Activation of NF-κB in Virus-Infected Macrophages Is Dependent on Mitochondrial Oxidative Stress and Intracellular Calcium: Downstream Involvement of the Kinases TGF-β-Activated Kinase 1, Mitogen-Activated Kinase/Extracellular Signal-Regulated Kinase Kinase 1, and IκB Kinase

Abstract

Efficient clearance of virus infections depends on the nature of the host response raised by the infected organism. A proinflammatory cell-mediated immune response is important for elimination of many viruses, including herpesviruses. Macrophages are intimately involved in generation of a proinflammatory response, the initiation of which involves activation of the transcription factor NF-κB. However, the mechanisms of HSV-induced NF-κB activation are poorly understood. In this study we demonstrate that activation of NF-κB by HSV in macrophages is dependent on a functional viral genome and proceeds through a mechanism involving the cellular IκB kinase, as well as the upstream kinases TGF-β-activated kinase 1, mitogen-activated kinase/extracellular signal-regulated kinase kinase 1, and possibly NF-κB-inducing kinase. Furthermore, we show that HSV triggers NF-κB activation by a signaling pathway involving oxidative stress in mitochondria and intracellular calcium, because specific inhibition of mitochondria-derived reactive oxygen intermediates, as well as mitochondrial calcium channels, prevented NF-κB activation.
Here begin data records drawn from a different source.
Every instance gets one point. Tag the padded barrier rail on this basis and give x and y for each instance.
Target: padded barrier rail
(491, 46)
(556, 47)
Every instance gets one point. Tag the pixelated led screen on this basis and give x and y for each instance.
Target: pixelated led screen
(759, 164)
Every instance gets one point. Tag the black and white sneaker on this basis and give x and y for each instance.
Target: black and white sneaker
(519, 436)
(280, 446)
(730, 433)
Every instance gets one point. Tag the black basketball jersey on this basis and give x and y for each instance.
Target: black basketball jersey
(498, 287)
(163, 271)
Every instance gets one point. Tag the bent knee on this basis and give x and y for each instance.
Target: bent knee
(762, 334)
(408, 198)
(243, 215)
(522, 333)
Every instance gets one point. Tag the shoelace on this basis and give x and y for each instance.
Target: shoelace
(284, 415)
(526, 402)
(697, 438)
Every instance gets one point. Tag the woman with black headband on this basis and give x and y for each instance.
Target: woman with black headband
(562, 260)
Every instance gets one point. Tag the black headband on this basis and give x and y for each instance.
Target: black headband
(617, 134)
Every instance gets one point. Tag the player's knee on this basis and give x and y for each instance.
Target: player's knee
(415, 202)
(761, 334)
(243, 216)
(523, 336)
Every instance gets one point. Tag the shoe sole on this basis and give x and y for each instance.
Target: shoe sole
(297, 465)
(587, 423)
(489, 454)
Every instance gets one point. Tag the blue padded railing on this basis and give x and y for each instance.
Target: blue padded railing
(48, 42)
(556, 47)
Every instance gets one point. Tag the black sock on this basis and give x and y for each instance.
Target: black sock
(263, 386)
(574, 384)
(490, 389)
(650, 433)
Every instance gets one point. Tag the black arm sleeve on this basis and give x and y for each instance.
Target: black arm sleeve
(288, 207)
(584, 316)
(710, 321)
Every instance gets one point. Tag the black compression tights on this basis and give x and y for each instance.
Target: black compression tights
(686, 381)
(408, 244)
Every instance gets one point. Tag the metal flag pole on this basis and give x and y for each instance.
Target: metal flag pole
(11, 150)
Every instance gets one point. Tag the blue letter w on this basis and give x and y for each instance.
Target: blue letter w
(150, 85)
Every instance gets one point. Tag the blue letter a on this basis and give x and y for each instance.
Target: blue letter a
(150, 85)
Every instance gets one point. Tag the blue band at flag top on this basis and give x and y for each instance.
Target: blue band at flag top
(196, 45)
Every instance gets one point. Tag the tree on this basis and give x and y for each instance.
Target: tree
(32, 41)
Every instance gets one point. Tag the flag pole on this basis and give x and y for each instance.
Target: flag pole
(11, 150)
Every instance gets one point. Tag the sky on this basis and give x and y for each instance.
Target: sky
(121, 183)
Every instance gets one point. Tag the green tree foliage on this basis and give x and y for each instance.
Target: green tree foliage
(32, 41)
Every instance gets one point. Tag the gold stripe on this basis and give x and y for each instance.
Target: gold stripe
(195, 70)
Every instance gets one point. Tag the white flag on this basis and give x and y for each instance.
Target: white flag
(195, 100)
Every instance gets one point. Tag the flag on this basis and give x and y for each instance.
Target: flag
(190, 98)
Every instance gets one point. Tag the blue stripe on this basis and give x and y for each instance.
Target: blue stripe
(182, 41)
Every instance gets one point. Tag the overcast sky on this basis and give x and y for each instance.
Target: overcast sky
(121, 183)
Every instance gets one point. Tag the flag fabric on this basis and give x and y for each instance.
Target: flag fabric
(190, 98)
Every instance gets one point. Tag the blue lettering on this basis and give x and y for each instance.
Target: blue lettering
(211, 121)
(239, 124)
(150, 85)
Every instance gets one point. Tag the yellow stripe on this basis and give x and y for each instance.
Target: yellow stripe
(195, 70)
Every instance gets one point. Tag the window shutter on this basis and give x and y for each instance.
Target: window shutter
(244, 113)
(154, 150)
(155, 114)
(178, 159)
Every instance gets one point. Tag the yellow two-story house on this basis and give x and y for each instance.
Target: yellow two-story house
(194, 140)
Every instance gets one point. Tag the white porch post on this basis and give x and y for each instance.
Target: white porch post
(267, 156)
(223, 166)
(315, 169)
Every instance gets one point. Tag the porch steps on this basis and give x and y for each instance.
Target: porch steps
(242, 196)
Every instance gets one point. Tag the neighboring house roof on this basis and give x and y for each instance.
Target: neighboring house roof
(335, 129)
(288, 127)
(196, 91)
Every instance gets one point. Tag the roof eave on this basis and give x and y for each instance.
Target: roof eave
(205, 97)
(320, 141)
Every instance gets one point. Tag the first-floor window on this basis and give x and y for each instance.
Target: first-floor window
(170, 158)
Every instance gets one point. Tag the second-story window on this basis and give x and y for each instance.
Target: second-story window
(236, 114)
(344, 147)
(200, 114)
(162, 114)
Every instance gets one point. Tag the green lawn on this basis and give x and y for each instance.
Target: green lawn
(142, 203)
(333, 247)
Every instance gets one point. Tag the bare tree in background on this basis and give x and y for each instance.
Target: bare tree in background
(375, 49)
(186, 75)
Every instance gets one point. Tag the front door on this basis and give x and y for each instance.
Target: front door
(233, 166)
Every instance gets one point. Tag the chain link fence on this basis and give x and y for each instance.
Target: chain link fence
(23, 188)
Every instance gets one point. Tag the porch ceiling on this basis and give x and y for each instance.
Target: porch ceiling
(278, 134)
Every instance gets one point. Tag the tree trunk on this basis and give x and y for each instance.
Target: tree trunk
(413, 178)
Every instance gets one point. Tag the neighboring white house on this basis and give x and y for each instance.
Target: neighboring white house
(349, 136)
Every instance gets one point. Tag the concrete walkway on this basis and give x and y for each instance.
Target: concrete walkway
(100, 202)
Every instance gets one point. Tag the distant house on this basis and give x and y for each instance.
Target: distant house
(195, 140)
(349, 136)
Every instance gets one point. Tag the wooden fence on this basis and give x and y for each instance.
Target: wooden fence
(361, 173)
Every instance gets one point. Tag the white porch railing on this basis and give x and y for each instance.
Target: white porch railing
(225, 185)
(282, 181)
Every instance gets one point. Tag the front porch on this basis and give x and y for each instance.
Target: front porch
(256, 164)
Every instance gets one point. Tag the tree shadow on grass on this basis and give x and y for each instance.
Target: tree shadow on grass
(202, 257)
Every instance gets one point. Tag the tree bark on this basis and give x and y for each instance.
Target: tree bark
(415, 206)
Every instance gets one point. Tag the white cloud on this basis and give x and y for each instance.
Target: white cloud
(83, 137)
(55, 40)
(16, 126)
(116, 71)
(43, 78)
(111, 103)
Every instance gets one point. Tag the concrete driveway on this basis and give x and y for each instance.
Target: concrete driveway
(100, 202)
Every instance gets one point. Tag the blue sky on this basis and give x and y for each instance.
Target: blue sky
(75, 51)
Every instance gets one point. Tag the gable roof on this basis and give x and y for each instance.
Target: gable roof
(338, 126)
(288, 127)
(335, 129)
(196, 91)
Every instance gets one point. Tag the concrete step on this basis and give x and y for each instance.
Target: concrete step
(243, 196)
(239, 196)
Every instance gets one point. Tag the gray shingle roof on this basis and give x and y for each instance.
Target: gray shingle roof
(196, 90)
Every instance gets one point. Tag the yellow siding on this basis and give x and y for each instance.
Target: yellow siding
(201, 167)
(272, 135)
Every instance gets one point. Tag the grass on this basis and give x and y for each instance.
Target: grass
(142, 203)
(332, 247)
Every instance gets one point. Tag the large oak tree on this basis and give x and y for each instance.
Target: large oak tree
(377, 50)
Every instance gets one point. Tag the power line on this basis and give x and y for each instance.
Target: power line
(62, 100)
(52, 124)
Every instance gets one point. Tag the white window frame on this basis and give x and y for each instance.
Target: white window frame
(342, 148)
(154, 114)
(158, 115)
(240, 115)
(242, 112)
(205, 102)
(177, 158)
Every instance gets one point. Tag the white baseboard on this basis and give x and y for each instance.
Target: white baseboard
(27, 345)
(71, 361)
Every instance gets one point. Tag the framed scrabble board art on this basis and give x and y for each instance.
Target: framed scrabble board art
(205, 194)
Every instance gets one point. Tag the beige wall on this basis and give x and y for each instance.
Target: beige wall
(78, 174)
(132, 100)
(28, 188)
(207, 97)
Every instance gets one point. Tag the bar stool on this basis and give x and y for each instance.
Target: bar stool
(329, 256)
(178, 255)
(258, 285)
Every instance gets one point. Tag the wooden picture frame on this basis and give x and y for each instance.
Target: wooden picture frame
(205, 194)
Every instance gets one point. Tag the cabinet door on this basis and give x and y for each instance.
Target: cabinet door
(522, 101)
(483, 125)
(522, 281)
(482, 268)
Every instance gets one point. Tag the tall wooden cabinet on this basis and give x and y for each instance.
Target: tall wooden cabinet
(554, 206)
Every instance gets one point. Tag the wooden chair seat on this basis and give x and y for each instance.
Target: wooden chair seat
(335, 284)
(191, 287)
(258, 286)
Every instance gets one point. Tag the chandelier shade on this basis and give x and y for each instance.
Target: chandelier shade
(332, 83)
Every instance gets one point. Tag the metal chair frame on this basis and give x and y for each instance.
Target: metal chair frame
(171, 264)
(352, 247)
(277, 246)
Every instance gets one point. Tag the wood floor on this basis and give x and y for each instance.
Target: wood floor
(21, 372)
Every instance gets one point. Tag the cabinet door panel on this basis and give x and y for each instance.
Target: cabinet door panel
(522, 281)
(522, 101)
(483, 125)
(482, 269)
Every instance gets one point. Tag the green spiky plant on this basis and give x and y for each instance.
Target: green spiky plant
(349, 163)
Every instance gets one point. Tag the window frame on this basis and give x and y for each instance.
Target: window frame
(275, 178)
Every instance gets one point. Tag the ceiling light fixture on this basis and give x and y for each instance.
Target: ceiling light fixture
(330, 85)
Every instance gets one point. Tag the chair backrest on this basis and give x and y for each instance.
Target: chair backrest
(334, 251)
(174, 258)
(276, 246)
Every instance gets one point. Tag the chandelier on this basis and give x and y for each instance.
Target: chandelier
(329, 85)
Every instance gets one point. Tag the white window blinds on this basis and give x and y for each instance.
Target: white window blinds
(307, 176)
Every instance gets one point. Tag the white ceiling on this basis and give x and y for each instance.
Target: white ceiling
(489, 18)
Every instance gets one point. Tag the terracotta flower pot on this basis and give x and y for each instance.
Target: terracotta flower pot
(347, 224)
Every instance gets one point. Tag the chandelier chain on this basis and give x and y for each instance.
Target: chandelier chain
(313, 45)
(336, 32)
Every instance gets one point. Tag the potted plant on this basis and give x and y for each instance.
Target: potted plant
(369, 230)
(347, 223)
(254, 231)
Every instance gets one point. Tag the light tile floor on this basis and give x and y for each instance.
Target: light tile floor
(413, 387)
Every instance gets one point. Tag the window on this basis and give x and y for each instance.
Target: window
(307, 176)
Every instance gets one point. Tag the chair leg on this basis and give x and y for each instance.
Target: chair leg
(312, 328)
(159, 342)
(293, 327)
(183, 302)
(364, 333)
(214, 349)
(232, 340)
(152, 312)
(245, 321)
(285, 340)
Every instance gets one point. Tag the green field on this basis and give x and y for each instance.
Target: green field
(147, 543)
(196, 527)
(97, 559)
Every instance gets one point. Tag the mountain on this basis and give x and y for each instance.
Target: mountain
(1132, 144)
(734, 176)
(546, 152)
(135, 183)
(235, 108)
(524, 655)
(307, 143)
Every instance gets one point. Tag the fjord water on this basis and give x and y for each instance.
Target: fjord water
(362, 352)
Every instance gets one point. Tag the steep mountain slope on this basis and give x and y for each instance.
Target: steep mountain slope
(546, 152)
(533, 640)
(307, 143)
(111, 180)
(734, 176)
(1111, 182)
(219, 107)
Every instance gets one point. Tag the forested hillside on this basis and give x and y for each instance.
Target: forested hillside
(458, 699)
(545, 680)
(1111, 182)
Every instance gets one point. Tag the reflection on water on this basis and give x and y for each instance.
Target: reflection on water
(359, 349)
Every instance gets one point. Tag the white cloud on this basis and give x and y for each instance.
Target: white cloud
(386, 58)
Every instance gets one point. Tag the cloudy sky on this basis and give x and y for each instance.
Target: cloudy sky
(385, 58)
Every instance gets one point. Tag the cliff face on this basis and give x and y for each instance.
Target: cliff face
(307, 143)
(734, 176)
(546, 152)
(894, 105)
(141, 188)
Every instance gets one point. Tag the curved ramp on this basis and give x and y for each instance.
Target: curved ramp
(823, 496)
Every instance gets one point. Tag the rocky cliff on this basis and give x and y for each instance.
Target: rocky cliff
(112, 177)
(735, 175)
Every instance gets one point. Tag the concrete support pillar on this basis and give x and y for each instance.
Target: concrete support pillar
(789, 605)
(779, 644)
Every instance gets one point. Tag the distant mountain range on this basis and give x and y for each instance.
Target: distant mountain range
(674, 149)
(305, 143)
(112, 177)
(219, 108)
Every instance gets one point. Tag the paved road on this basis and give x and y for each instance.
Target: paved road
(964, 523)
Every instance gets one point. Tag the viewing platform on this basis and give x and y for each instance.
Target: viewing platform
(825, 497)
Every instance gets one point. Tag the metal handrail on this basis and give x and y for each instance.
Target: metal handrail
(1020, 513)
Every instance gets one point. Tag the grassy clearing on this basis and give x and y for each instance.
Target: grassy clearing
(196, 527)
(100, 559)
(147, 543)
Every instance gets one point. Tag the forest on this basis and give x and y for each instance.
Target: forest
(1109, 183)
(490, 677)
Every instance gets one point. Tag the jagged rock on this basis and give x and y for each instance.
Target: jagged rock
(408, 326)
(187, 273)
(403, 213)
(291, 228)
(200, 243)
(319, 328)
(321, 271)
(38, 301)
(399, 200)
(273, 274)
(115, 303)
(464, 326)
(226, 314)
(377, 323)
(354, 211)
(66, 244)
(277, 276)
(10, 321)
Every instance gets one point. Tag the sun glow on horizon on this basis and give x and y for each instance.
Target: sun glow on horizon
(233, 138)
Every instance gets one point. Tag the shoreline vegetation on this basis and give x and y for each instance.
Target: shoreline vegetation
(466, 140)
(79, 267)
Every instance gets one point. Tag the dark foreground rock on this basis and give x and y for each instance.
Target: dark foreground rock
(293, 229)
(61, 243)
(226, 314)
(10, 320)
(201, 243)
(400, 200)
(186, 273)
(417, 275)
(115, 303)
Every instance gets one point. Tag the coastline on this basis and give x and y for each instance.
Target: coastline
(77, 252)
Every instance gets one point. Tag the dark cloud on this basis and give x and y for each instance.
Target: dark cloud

Together, these results point to mitochondria as cellular checkpoints able to initiate NF-κB activation after virus infection and also show that the cellular NF-κB-regulating kinases IκB kinase, TGF-β-activated kinase 1, mitogen-activated kinase/extracellular signal-regulated kinase kinase 1, and possibly NF-κB-inducing kinase, are essential components in the HSV-induced signaling pathway.